Saturday morning just after 10 the eastern sky seemed to be full of contrails. There was also a faint parhelion, or sundog.
Shooting into the sun is not a great way to get much detail, but this worked fairly well. The sundog is a little to the left of the sun (about 22°, exactly where it should be). The small, bright blue dot further to the left and down a little is apparently an artifact of the lens of my iPhone.
I haven’t seen quite this many contrails at one time around here. We are close to some flight paths to the Atlanta airport, so airliners often fly overhead. Delta flies almost directly over our house on the Huntsville-Atlanta route; I once actually saw our old house from a Huntsville-Atlanta leg on my way out to California. Contrails usually dissipate before many more planes fly over, but not Saturday morning.

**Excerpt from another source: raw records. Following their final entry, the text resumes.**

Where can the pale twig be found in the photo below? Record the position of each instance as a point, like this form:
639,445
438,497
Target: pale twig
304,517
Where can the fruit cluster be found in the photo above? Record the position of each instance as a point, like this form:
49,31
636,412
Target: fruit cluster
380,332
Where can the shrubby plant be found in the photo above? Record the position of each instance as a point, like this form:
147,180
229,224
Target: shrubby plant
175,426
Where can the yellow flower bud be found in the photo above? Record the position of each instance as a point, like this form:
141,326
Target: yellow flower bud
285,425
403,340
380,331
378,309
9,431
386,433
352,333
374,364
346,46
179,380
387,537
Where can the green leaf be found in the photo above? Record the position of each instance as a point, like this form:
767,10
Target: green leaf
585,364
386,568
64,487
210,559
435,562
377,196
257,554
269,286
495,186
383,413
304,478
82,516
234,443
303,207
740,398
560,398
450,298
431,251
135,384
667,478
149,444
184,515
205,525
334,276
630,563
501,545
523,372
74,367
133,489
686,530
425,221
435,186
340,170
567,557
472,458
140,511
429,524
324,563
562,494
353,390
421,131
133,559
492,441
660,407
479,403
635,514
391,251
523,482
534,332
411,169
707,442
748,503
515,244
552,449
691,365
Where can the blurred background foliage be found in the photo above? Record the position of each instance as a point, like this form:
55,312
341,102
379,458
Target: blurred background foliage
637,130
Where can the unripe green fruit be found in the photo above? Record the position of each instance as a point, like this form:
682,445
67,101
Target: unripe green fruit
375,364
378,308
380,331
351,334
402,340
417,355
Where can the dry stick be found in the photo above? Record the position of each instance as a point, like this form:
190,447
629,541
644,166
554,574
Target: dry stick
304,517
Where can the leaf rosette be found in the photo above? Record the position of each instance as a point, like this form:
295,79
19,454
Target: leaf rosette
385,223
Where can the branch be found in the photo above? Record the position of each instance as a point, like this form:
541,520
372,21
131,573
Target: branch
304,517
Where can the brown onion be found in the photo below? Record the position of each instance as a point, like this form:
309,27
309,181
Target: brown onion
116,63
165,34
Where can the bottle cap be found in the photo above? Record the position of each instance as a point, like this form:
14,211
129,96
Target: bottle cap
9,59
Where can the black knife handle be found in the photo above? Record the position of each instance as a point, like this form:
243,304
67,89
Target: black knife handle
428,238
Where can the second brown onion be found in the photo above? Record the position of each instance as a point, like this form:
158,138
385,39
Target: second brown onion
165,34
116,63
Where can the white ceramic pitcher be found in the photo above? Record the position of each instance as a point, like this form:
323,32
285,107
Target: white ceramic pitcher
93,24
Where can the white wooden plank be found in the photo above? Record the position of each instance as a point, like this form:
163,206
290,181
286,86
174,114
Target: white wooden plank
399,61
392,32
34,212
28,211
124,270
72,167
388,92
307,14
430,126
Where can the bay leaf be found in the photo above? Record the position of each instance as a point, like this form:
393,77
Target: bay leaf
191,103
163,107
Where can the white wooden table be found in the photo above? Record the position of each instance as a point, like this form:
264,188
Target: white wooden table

This sundog was a little higher in the sky than one usually sees. They are fairly common if you know when and where to look, usually seen in early morning or late afternoon, fairly close to the horizon. They are usually formed by plate-shaped ice crystals, which tend to orient themselves horizontally as they fall through the atmosphere. The sun’s rays have to pass through them edgewise to form the partial 22° halo, of which the sundog is a part. In order to see them at higher sun elevations, the crystals have to be column-shaped so that they have random orientations as they fall. If the ice crystals are randomly oriented at least some fraction will be at the right orientation to let sunlight pass through them so that a sundog will be visible. And so it was last Saturday.
I love looking out our windows.
Always love a sky with a sundog. We’ve had so much rain here that the only blue skies I get to see are on friends’ blog posts. Thank you for this!
Robin — Blue skies have been kind of rare here, too. Of course, we are not supposed to complain about cloudy skies since we need so much rain.